South Korea's Foreign Minister Kang Kyung-hwa (Yonhap)
Asked if upcoming negotiations between North Korea and the US would focus on dismantling North Korea’s intercontinental ballistic missiles -- potentially capable of striking the US -- rather than comprehensive ways for denuclearization, Kang said Seoul and Washington share the common interests of peace and stability in the Korean Peninsula and Northeast Asia and the complete denuclearization of North Korea.
“Complete denuclearization is not only a joint goal of South Korea and the US, but also for four neighboring countries and the entire international community.”
Concerns have been mounting here following US Secretary of State Mike Pompeo’s remark last week that the security of the American people is the ultimate objective while commenting on talks with the North.
Some observers have interpreted his remarks as indicating a shift in the agenda to a nuclear freeze rather than complete denuclearization.
“It is unreasonable to attach policy implications to a single comment,” said Kang.
Kang’s remarks came as Pompeo and top North Korean official Kim Yong-chol are expected to hold a meeting in Washington this weekend to prepare for the second summit.
Regarding a road map for denuclearization, she said the South’s basic approach is a comprehensive agreement with a step-by-step implementation process.

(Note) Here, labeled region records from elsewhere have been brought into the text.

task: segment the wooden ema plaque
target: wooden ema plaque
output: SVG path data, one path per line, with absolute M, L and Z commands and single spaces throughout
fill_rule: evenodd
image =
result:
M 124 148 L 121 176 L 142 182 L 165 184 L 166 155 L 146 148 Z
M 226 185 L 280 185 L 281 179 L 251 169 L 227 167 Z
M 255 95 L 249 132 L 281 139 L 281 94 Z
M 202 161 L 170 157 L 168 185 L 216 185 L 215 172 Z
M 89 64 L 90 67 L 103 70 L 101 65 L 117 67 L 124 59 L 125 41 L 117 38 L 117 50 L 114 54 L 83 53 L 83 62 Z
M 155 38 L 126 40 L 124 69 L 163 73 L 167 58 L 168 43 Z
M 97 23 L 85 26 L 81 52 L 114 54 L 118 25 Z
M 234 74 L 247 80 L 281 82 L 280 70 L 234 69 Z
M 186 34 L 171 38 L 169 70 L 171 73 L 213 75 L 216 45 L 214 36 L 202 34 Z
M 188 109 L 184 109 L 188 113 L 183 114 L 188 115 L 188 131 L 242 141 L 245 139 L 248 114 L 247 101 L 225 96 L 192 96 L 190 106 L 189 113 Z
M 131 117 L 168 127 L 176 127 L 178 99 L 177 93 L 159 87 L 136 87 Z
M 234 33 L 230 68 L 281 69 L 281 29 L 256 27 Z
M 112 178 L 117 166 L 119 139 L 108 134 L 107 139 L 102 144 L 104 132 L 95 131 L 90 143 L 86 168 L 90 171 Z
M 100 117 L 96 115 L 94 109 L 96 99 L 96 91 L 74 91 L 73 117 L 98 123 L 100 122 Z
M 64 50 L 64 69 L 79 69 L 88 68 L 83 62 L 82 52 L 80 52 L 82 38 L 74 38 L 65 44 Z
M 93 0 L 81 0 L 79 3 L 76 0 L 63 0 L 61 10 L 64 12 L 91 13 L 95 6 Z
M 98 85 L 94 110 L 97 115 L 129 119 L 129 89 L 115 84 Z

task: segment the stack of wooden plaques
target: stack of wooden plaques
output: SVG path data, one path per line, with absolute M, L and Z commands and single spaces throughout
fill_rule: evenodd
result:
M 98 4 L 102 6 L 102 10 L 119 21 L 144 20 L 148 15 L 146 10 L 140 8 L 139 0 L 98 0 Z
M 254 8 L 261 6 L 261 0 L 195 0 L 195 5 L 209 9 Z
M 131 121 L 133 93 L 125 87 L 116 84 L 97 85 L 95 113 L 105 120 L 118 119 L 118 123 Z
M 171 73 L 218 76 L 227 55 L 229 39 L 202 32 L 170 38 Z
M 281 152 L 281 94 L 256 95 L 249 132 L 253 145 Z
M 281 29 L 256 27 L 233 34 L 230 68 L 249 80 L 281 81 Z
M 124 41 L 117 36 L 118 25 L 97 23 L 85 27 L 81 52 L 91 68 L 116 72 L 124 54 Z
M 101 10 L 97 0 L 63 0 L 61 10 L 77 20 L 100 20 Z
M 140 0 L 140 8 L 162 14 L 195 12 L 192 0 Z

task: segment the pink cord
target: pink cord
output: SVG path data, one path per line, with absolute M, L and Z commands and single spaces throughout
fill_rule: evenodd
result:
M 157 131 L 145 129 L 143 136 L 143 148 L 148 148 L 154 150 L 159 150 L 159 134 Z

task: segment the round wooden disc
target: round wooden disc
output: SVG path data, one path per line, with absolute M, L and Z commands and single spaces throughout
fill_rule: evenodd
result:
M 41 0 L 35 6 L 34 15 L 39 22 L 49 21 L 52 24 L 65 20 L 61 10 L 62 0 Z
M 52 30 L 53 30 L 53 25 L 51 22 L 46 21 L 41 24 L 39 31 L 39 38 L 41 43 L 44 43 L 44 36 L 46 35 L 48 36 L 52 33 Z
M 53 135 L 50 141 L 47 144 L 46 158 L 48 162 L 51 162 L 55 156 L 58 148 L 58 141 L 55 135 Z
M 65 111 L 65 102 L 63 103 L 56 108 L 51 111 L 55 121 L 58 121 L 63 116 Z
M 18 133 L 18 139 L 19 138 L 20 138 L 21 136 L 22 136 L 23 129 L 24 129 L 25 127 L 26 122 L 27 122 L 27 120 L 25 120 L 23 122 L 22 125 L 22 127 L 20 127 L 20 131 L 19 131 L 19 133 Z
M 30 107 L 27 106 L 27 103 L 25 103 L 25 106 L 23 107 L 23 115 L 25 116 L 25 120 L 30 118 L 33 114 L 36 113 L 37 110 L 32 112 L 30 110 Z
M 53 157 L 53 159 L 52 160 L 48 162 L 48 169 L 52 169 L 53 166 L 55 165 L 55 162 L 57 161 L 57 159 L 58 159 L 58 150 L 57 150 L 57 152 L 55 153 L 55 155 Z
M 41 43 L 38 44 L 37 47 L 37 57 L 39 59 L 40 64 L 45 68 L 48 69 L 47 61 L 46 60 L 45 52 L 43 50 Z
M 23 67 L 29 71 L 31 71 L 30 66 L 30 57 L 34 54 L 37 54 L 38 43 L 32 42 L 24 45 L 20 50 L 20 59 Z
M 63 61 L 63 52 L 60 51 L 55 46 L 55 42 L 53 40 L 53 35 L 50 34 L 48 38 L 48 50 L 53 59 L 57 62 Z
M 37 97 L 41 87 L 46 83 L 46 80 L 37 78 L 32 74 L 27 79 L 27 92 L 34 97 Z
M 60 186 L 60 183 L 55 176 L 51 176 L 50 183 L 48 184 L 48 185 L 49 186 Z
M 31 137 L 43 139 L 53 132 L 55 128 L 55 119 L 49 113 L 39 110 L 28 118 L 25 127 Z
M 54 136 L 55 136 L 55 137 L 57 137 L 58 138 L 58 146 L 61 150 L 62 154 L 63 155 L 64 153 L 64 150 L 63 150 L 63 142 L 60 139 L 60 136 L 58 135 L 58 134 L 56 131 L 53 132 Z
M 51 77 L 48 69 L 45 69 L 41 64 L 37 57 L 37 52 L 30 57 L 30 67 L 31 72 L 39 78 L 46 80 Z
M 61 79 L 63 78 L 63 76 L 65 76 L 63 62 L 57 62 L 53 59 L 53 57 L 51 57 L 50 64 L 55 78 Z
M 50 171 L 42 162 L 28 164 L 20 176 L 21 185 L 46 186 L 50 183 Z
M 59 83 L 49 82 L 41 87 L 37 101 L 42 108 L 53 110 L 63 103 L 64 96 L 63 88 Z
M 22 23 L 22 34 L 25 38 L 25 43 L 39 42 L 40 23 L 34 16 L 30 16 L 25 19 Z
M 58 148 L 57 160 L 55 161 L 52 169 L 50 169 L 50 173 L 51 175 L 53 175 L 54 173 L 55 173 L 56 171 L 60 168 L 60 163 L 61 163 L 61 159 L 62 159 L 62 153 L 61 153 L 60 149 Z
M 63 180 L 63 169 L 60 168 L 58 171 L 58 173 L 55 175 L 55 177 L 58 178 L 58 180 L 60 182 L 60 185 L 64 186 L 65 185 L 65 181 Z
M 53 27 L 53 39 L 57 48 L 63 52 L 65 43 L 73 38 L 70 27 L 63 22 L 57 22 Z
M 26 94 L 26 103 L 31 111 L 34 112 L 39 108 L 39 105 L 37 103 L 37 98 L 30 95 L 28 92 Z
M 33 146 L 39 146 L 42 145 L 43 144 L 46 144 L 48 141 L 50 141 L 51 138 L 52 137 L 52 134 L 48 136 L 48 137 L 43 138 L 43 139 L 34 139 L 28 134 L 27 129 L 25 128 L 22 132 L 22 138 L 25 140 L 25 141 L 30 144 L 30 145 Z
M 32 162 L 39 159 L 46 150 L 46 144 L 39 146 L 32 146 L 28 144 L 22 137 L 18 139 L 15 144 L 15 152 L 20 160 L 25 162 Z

She said corresponding measures for North Korea when it takes steps to dismantle its nuclear weapons would be a combination of various incentives and may include the formalization of the end of the 1950-53 Korean War, humanitarian assistance and establishment of a communication channel with the US.
“If the North and the US reach a deal (for corresponding measures), that agreement would be one that had been discussed with us,” she said.
The minister added that there is “unprecedented close communication” between South Korea and the US, and that she is arranging a meeting with Pompeo next week in Davos, Switzerland, as the two are set to attend the World Economic Forum that kicks off next week.
Two key inter-Korean economic projects, however, are not under consideration as potential incentives for Pyongyang.
In his New Year’s speech, North Korean leader Kim Jong-un said he is willing to reopen the joint industrial park in the North’s border town of Kaesong and resume a suspended tourism program to Kumgangsan without preconditions.
“For now, our government is not at a stage to review the resumption of the Kaesong industrial complex and Kumgangsan. ... I think, eventually, a specific result will emerge at the North Korea-US negotiating table.” Kang said.